Nessuno, conoscendo abbastanza Arthur, avrebbe trovato adatto al point man un dado truccato ed è proprio per questo che Ariadne aveva impiegato circa sei settimane della sua giovane e promettente vita ad interrogare Arthur e tutto il resto del team sul perché di tale scelta.
Tutti sapevano che il totem di Cobb era la trottola che era appartenuta a Mal e questo bastava per comprendere il perché, dopo anni e anni, avesse ancora quel totem.
Più o meno tutti avevano intuito che il totem di Eames era la poker chip, scelta elegante per un baro e ladro.
La prima cosa che Ariadne aveva scoperto sul totem di Arthur gliel’ aveva rivelata Cobb: Arthur aveva trovato il suo totem a Montecarlo, durante una ricerca su di un soggetto.
Della sera di Montecarlo Arthur non le aveva rivelato molto, era stato vago e aveva raccontato la cosa in maniera troppo veloce e semplice “Sono passati molti anni,Ariadne, non ricordo molto di più” le aveva detto senza sollevare gli occhi dagli articoli di giornali raccolti.
Ma nonostante non ricordasse ogni dettaglio, aveva comunque raccontato alla ragazza quello che ricordava.

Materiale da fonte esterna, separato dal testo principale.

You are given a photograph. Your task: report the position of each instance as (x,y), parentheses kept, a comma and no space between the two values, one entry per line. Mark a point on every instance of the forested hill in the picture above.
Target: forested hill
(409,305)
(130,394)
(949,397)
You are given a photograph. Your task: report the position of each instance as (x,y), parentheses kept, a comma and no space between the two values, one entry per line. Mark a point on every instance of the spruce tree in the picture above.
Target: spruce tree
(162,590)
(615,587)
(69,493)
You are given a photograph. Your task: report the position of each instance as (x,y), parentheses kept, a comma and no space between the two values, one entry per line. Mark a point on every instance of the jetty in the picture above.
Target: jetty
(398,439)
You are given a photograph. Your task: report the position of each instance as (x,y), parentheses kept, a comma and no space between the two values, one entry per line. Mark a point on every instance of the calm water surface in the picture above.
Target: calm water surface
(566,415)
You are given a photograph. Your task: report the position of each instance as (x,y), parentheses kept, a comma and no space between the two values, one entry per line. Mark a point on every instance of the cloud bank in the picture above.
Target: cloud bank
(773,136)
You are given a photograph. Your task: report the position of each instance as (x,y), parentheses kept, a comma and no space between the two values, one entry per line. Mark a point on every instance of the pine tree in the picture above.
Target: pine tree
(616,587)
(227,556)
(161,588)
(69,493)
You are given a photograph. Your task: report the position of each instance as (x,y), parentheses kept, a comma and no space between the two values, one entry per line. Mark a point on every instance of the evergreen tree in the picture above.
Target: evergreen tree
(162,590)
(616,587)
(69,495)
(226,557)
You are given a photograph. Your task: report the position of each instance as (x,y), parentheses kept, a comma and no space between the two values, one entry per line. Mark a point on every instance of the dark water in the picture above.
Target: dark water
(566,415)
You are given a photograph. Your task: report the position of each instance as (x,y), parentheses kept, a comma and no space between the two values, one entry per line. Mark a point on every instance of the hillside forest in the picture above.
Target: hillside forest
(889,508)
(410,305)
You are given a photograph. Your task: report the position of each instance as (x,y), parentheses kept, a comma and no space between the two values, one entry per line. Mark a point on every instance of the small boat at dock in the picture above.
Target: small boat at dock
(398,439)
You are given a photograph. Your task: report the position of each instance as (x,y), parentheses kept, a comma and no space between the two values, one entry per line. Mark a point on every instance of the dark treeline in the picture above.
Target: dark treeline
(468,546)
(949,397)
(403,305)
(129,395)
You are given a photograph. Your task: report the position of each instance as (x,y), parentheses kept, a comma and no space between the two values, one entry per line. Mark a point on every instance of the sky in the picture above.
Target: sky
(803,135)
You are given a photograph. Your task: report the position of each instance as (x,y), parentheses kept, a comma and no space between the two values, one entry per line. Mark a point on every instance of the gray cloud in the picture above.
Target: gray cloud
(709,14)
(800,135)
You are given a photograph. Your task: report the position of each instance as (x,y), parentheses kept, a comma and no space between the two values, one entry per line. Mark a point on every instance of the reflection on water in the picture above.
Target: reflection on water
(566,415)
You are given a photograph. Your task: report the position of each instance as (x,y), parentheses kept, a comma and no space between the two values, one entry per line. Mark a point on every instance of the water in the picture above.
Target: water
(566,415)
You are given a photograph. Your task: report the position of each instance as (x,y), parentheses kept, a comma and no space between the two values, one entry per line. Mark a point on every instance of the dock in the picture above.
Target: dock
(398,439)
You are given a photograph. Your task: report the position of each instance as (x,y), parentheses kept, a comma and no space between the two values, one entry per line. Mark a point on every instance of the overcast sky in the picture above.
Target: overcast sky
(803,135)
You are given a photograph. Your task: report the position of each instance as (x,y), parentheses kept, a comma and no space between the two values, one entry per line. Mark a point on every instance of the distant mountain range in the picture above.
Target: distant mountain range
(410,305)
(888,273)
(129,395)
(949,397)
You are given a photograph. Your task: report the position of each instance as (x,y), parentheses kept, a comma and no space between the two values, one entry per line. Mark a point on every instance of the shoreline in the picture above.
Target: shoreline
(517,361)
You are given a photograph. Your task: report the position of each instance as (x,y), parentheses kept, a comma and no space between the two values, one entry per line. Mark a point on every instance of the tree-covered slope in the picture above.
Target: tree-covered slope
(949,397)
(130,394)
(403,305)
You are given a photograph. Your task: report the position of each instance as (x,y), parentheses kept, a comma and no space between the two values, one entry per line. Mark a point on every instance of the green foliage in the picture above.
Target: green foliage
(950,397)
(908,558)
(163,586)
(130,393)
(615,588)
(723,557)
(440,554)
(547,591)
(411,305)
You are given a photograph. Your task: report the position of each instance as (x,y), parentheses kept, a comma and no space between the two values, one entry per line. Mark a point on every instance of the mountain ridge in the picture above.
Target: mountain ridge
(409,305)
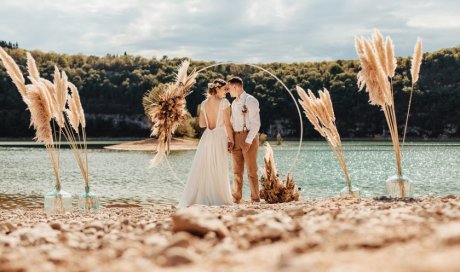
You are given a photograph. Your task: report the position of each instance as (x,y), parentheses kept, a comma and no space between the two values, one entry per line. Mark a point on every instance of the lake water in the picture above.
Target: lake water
(124,177)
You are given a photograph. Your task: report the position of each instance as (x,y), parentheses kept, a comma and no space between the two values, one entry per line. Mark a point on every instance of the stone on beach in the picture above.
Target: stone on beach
(198,221)
(382,234)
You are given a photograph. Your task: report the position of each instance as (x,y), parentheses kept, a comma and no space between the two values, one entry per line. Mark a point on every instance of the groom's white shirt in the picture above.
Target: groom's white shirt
(252,116)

Arthur si era recato a Montecarlo in occasione del lavoro Johnson: l’estrazione riguardava delle semplici informazioni di un traffico di merci utilizzato, secondo chi aveva assoldato lui e Cobb, per coprire un contrabbando di armi, ma l’unico modo per avere informazioni sufficienti su Johnson era recarsi a Montecarlo dove il soggetto passava la maggior parte del tempo. Solo qualche giorno dopo avrebbe scoperto che era proprio Montecarlo il luogo di smistamento delle armi.
“Hai conosciuto il soggetto di persona?” aveva obbiettato perplessa Ariadne “Non è rischioso quando poi entri nel suo subconscio?”
“Eravamo alle prime armi.” si era difeso Arthur onestamente.
Arthur aveva ricordato chiaramente che aveva odiato passare tutte quelle ore in un casinò a sperperare soldi , ma che la camera in cui aveva alloggiato era stata più di suo gusto del previsto –il fatto che aveva ricordato questo e non se aveva giocato a poker o ai dadi non aveva preoccupato affatto Ariadne – e che aveva anche mangiato bene.
“E quando è che hai preso un dado per poi utilizzarlo come totem?” aveva chiesto Ariadne come se non fosse quella la domanda principale che l’aveva spinta a chiedere al point man di un lavoro abbastanza vecchio.
“Cosa?” e finalmente Arthur aveva ruotato la testa verso la parigina, incapace di mascherare una certa sorpresa. Arthur non si faceva mai prendere in contropiede, ma il motivo per cui era stato incapace di controllare quella reazione era perché non si sarebbe mai aspettato da Ariadne una domanda del genere.
“Dom mi ha detto qualcosa riguardo a Montecarlo quando gli ho chiesto del tuo totem.”
“E perché hai chiesto a Cobb del mio totem?”
“Curiosità, Arthur. E il tuo è l’unico che non riesco a capire.”
“Non c’è molto da capire riguardo al mio totem.”
Ariadne, dopo quella chiacchierata, si era resa conto che invece c’era molto da capire riguardo al totem e cosa significasse per Arthur.
Ovviamente non aveva potuto chiedere a Yusuf di quel lavoro e aveva scoperto che l’architetto di quel lavoro, Nash, era morto poco prima che il team venisse assoldato per l’innesto. Quindi le uniche due fonti di informazioni che aveva avuto erano stati Cobb, che non era a Montecarlo, e Arthur, che non aveva voglia di parlarne.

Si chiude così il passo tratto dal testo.